Reviews for Rules for Writers
cocopops1995 chapter 15 . 3/8
Can't help thinking of Batman here... He's far from nice, he doesn't take crap and he's not afraid to beat information out of 'informants' but he's far from evil too...
Carlee Tobin chapter 15 . 3/2
You did very nicely with this, though I have noticed several minor spelling and grammar mistakes as well as a few missing words. But your points and arguments remain clear and are very interesting and thought-provoking.

I've encountered many of these mistakes that you have mentioned before. A good example of Deus ex Machina that I've read would be the character Tom Bombadil in the LoTR books; also how the falling of Sauron's empire caused a crack in the earth that swallowed up all of the orcs and spared the lives of the armies of Gondor? and Rohan? in the final LoTR movie. (I haven't watched the movies in a while.) And I believe Gandalf was a bit of a Deus ex Machina himself, seeing as he always managed to turn up just when things started to look grim for our protagonists.

I'm not sure if you've seen or read LoTR, but it definitely is a good example of what you discussed in Rule Six.

And Rule Eight! Gosh, that was a breath of fresh air for me. I'm so tired of writers making these mistakes. Again, not sure if you read this series, but I think the "Heroes of Olympus" series by Rick Riordan is a fantastic demonstration of how focusing on relationships can completely ruin a story.

Not only does Rick cross the line of Rule Two, but his horrendous focus on relationships and love triangles completely rips realism to pieces. The world is going to be destroyed and overrun with Gaea's demonic spawn and yet the main concern of the seven demigods setting off to save the world is: "Doth he/she love me?" It is ridiculous and makes me want to pull my hair out.

And the cliche view of villains! Oh yes. I'm tired of shifty-eyed men with small amounts of facial hair getting shipped off as villains. I'm tired of the main characters picking out the bad guys in a crowd and disliking them instantly and I hate it when the villains do vice versa. I'm tired of seeing the bald rich guy in the black tux with the cold, sarcastic tone plan world domination. I'm tired of the villain being portrayed as incompetent. And—you know what? I'm exhausted.

Anyway, terrific points you made here! Needs a little grammatical editing, but it's very good all the same. In fact, I'm writing a guide of sorts myself; I'm nowhere near done with it, but would it be all right if I recommended this essay in my "guide's" conclusion?

Carlee Tobin
Guest chapter 14 . 2/26
It's good to know some people do at least see this.
Guest chapter 13 . 2/26
While it's true that experience is a factor in modern militaries, there was a time when command could be given by virtue of birthright (medieval) or bought with money (Georgian England, aka Jane Austen era). While even those armies generally had age limits of some loose description, it was usually below 20.

However while I don't entirely agree with your example, I do agree with your point, older characters can be fun, and are heinously underused.
Cocopops1995 chapter 14 . 2/22
And inducing Stockholm Syndrome is not love either!
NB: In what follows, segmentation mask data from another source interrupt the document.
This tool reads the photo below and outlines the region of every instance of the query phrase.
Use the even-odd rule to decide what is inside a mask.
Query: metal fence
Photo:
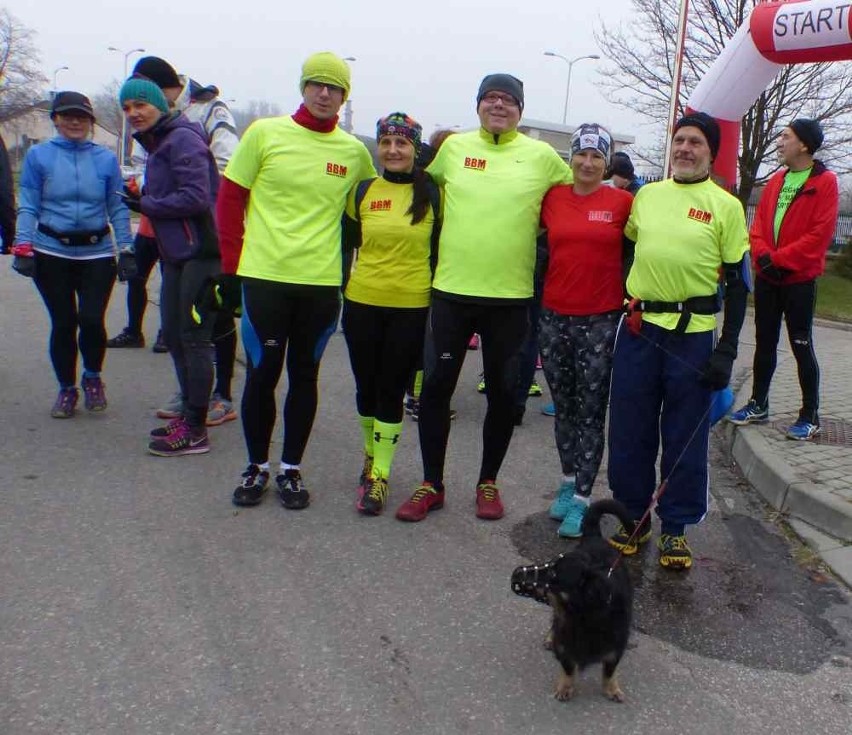
[[[651,183],[652,181],[661,181],[660,176],[643,176],[642,177],[646,184]],[[749,204],[746,207],[746,220],[748,221],[748,226],[751,228],[751,222],[754,219],[754,210],[756,208],[755,204]],[[850,247],[850,242],[852,242],[852,213],[849,212],[841,212],[837,215],[837,225],[834,228],[834,240],[831,243],[831,247],[828,249],[830,253],[839,253],[842,250],[845,250],[847,247]]]
[[[756,205],[749,204],[746,207],[746,221],[748,222],[749,228],[751,228],[751,222],[754,219],[754,210],[756,209]],[[831,243],[831,247],[828,249],[830,253],[839,253],[841,250],[845,249],[849,246],[850,238],[852,238],[852,214],[846,214],[841,212],[837,215],[837,225],[834,228],[834,240]]]

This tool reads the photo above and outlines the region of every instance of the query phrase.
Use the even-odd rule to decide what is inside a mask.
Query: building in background
[[[15,171],[20,170],[24,156],[30,146],[43,143],[56,135],[50,119],[50,100],[37,102],[30,110],[15,115],[0,123],[0,136],[9,151],[9,160]],[[98,122],[93,127],[93,140],[118,155],[120,133],[105,128]]]

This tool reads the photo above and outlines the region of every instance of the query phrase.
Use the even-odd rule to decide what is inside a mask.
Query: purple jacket
[[[148,152],[140,206],[163,260],[218,258],[213,219],[219,171],[203,128],[180,113],[134,136]]]

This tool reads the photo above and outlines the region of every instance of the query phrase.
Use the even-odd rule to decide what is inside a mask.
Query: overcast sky
[[[141,47],[179,73],[216,84],[234,107],[252,99],[295,110],[300,67],[314,51],[354,56],[354,127],[371,135],[375,120],[393,110],[417,118],[425,134],[437,126],[470,127],[481,78],[508,72],[524,82],[530,118],[561,122],[568,58],[598,53],[600,20],[629,21],[630,0],[431,0],[390,6],[359,0],[6,0],[37,32],[45,75],[60,89],[95,94],[123,72],[125,51]],[[119,7],[121,8],[119,10]],[[134,7],[138,10],[134,11]],[[132,69],[139,54],[130,57]],[[609,104],[595,86],[604,61],[573,67],[568,123],[600,122],[642,138],[649,128]]]

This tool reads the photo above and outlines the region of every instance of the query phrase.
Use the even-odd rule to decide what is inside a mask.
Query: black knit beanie
[[[704,134],[707,145],[710,146],[710,160],[716,160],[719,145],[722,142],[722,131],[719,129],[719,123],[706,112],[692,112],[677,121],[674,126],[674,133],[686,127],[698,128]]]
[[[136,62],[132,76],[143,76],[150,79],[160,89],[183,87],[180,77],[171,64],[159,56],[145,56]]]
[[[816,153],[823,141],[822,125],[816,120],[810,120],[806,117],[797,117],[787,127],[790,128],[796,137],[805,144],[808,153],[813,155]]]

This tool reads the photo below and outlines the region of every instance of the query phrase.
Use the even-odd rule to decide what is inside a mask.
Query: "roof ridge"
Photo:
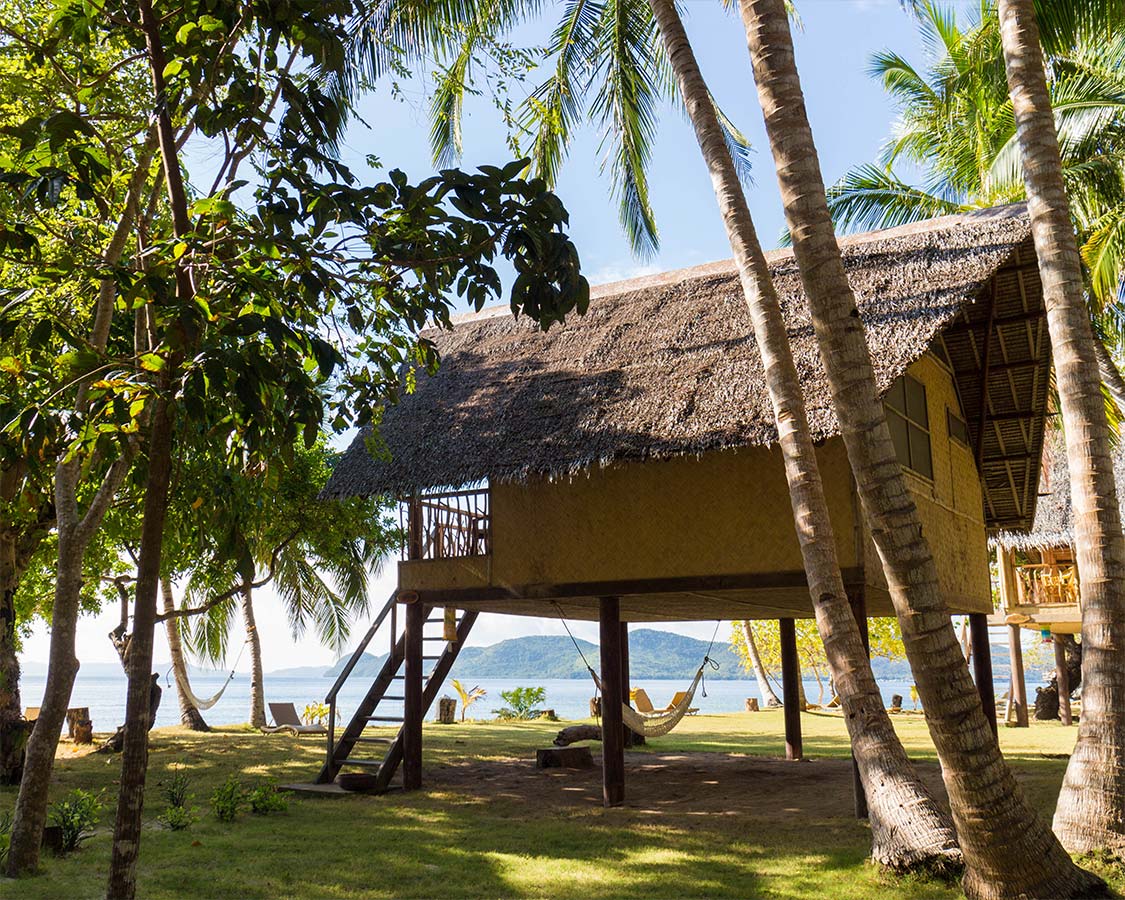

I read a fanfic with that in and was thoroughly creeped out...
cocopops1995 chapter 11 . 2/19
I see your point on this and agree... but I must disagree on your use of the Hunger Games for shortcut villains. The characters from the richer districts were not all seen as evil. Even if we only focus on the first movie/book. Katniss's designer was of the 'upper class' but he was not seen as evil in any way, the same goes for the lady who pulled out the names, he make-up was way over the top but she wasn't evil, she was only doing her job. The only obviously evil person is President Snow. If you haven't read all three books yet then I suggest giving it a go. Though I will complain that Katniss's character is worse than Bella from Twilight...
Sammyjon123 chapter 12 . 2/16
I would add a chapter about spelling/grammar/formatting. For me, and most people I know, it is extremely difficult to tolerate a work riddled with typos and grammatical errors, primarily the latter. In the case of this essay, I don't really mind the typos because I do not have to work to understand what you are trying to say (and I don't mean in a metaphorical sense, I mean what you're LITERALLY trying to say). I have issues with this site because it does not allow for an indent at the start of paragraphs.
In general, I hate reading things that are filled with errors like that. Anyways, that's a fairly lengthy way to make a suggestion, so I'll cut it off now.
I really like that you made this. Having one place to go to for all (or at least most) of the things I constantly see people mess up is nice. I can point people to this and just say, "Read chapter six, your fight scene needs to be gutted."
I did feel kind of on-edge through the entire read though, because the essay takes a fairly passive-aggressive tone. It doesn't say anything rude or dismissive, you speak very fairly about works that it's clear you dislike, but something about it just seems over-archingly judgmental. I have no clue if that was intentional at all, and it's highly likely it's just my perception being skewed by living in the most passive-aggressive city in the US, but it's something to think about.
This taught me about several things I never knew to avoid. Granted, I don't believe I've ever failed to avoid them, but consciously knowing it is always helpful.
Thanks for posting this!
For All That Remains chapter 6 . 1/21
This is a point that I feel isn't addressed nearly as often as it should be. I often read stories involving the military, and as such, many of them involve the use of firearms. Most people I've seen don't seem to understand exactly how firearms work or what a bullet even does to a human upon impact. So, then I'm left explaining exactly how they messed up a fight scene, which is something I should never have to do, considering it takes about ten minutes of research total to understand completely, and is not that hard. I can think of one story that I feel got firearms "right", and that's just because their character ended up having to deal with bad aim, recoil, messed up sights, and a ruptured eardrum from firing a surplus .303 Lee-Enfield multiple times without hearing protection. I don't know what it is people have against simple research (or even just admitting that they're wrong, or being wildly unrealistic), but it seriously gets on my nerves.
Lynn K. Hollander chapter 6 . 1/21
Are you implying we really know WHY any religion works? I'm anti-all-organized-religions myself, but I'm curious why other people aren't.
Lynn K. Hollander chapter 4 . 1/15
Rough, but interesting. I especially like the rants on character death and villains.